While I don't like Windows much and dual boot it mainly out of necessity, it was pretty easy to whip up a trigger (in the GUI task scheduler) for a script to trigger alarm music even when the computer was sleeping.

The procedure goes something along the lines of "RTC trigger wakes up sleeping computer, computer waits to connect to network, opens spotify url of playlist." It lets me turn off the LED and fan nightmare that is my desktop and still use it as an alarm.

I'm not even sure how to access that in debian, nvm i didn't try to fix the apc issues, yet. I'm sure there's a command already, anyhow.
1. Recurring billing and dunning.

Subscription renewals are a little script that runs daily.

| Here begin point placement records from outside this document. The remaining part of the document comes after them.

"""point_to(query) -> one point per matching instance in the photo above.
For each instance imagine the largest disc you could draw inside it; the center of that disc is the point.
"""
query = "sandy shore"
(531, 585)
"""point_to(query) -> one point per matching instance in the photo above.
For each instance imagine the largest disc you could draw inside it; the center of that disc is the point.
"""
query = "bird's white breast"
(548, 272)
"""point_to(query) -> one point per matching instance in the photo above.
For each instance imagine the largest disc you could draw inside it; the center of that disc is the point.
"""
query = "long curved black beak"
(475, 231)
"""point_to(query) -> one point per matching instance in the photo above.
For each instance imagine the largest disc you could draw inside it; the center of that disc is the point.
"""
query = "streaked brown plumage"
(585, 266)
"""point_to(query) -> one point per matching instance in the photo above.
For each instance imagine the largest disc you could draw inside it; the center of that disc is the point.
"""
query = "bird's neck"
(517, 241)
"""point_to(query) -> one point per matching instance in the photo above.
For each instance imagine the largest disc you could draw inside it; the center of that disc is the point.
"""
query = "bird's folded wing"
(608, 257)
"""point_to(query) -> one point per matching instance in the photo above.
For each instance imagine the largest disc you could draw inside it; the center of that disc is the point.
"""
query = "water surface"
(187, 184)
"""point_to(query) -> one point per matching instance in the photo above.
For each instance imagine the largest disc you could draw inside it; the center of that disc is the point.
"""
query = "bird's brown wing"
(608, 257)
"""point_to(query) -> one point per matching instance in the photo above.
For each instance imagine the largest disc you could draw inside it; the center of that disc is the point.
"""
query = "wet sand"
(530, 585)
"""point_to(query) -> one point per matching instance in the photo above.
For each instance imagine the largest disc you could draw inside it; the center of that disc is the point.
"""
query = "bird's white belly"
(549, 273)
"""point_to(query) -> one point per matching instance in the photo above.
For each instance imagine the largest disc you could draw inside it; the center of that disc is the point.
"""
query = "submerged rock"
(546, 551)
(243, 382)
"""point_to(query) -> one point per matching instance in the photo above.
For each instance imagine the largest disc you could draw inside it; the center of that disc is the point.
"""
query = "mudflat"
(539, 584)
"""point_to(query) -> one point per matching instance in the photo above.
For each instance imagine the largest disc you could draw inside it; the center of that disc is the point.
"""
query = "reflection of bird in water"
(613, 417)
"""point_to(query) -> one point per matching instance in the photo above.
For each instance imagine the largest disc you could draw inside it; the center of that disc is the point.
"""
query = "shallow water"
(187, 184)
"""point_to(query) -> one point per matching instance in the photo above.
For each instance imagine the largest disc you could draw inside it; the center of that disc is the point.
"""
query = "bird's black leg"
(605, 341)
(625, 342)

If the charge is declined, a mail gets sent and a date for the next reattempt is set in the database for when the script should try again.

A series of charge attempts and mails go out on a schedule asking the customer to update their payment information or get in touch. The mails are all prewritten, and at least 75% of subscriptions are recovered through this automated process.

It saves time, I don't have to handle following up on declined charges myself (which I hate to do manually), and it's worth six figures a year compared to just letting subscriptions lapse because of one declined charge.

2. Off-site backups and code that validates they're complete and restore-able. It's peace of mind. No server runs forever; you will eventually need that backup.

A script to open all the files I need open, on the appropriate workspaces, for each of the projects I'm currently working on. It feels so slow to do that manually, and it's still satisfying watching all those files open themselves on various workspaces.
I use tmuxinator in a similar fashion.

Starts my vim instance, bash prompt, sources virtualenv, server instances, and console/repl.

I start-up in about 5 seconds.

A Bash script to monitor OpenERP server, restart it if it has been killed by some other process. Note: OpenERP server used to stop working after 15 to 20 hours automatically. Thanks
A Perl script that parses a Progress ABL(1) source file "A" and spit out a new Progress ABL program that would correctly declare all the input and output variables of "A" and invoke it.

(At the time we had to deal with "stored procedures" with tens of input and output parameters, and testing these was a time-consuming and error prone problem, people would save invoking scripts, running them to find what had changed in the parameters list and manually update them).

(1) A 4GL proprietary language. Just think of PL/SQL with the practical parts surgically removed.

Hourly emails when disc is almost full (absolute and relative) and later automatic cleanup of old files on production servers. Saved me trouble countless times.
A visio/VBA script to parse a Tivoli Maestro job configuration file and create a flow chart of the dependencies of each batch job. I was asked to manually document this and would have spent months documenting the hundreds of jobs. Also, the jobs changed on a frequent basis.